Enhancing the performance of next-generation electric vehicle (EV) batteries relies on advancements in energy storage technologies. This study explores the potential of corannulene, a nanomaterial renowned for its exceptional electronic properties, to optimize battery performance by fine-tuning its dielectric properties.

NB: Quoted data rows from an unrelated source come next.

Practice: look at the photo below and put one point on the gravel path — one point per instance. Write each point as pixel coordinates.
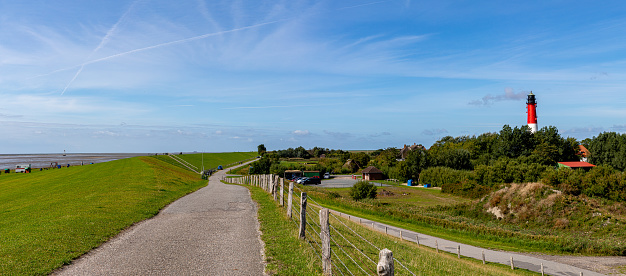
(213, 231)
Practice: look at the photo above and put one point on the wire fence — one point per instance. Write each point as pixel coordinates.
(351, 253)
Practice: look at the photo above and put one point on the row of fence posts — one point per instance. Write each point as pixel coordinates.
(275, 185)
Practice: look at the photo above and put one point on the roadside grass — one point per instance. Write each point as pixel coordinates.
(285, 254)
(416, 215)
(49, 218)
(211, 160)
(288, 255)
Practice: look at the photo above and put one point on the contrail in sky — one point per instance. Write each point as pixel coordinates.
(104, 40)
(114, 28)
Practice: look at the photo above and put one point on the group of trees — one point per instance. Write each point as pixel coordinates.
(473, 165)
(607, 149)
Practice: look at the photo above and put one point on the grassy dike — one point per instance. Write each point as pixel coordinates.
(287, 255)
(49, 218)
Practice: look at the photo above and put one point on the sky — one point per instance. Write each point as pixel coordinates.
(218, 76)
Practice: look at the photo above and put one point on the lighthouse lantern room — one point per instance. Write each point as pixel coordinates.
(531, 105)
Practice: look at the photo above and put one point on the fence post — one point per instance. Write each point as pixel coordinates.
(325, 237)
(302, 233)
(282, 192)
(484, 257)
(275, 188)
(385, 263)
(290, 199)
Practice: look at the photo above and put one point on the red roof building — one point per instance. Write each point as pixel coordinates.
(576, 165)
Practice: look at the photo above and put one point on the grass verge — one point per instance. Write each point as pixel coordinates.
(288, 255)
(49, 218)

Traditionally, such optimization methods have been limited to conventional approaches. However, this research adopts a novel machine learning methodology utilizing an experimental dataset encompassing five key features: “frequency,” “real part,” “imaginary part,” “dielectric strength,” and “dielectric loss.” These features are employed to train various machine learning models, including baseline, ensemble-tree, and boosting techniques, with the aim of predicting optimal values for dielectric loss (to minimize negative impact) and dielectric strength (to maximize efficiency). Subsequently, a Nelder-Mead optimization algorithm, coupled with a stacking model, is employed to determine the optimal range for these features, thereby enhancing battery performance. Promising results are obtained, with Ensemble Tree Regression (ETR) and Stacking models achieving remarkable R2 scores of 0.9973 and 0.9995 for predicting dielectric loss and dielectric strength, respectively. The Nelder-Mead optimization, guided by these machine learning models, effectively recommends optimal ranges for corannulene nanomaterial properties. Notably, ETR and Stacking based optimization outperform other models. This integrated machine learning and optimization approach represents a significant step toward designing not only more efficient but also more sustainable EV batteries, thereby accelerating the automotive industry’s transition to a greener future.
优化环烯纳米材料的介电性能以增强下一代电动汽车电池的性能:一种机器学习和Nelder-Mead优化方法
提高下一代电动汽车(EV)电池的性能依赖于储能技术的进步。这项研究探索了纳米材料corannulene的潜力,这种纳米材料以其卓越的电子性能而闻名,通过微调其介电性能来优化电池性能。传统上,这种优化方法仅限于常规方法。然而,本研究采用了一种新颖的机器学习方法,利用包含五个关键特征的实验数据集:“频率”、“实部”、“虚部”、“介电强度”和“介电损耗”。这些特征被用来训练各种机器学习模型,包括基线、集成树和提升技术,目的是预测介电损耗(最小化负面影响)和介电强度(最大化效率)的最佳值。随后,采用Nelder-Mead优化算法,结合叠加模型,确定这些特征的最优范围,从而提高电池性能。综合树回归(ETR)和Stacking模型预测介质损耗和介质强度的R2得分分别为0.9973和0.9995,取得了令人满意的结果。在这些机器学习模型的指导下,Nelder-Mead优化有效地推荐了环烯纳米材料性能的最佳范围。值得注意的是,基于ETR和堆叠的优化优于其他模型。这种集成的机器学习和优化方法是朝着设计更高效、更可持续的电动汽车电池迈出的重要一步,从而加速汽车行业向更环保的未来过渡。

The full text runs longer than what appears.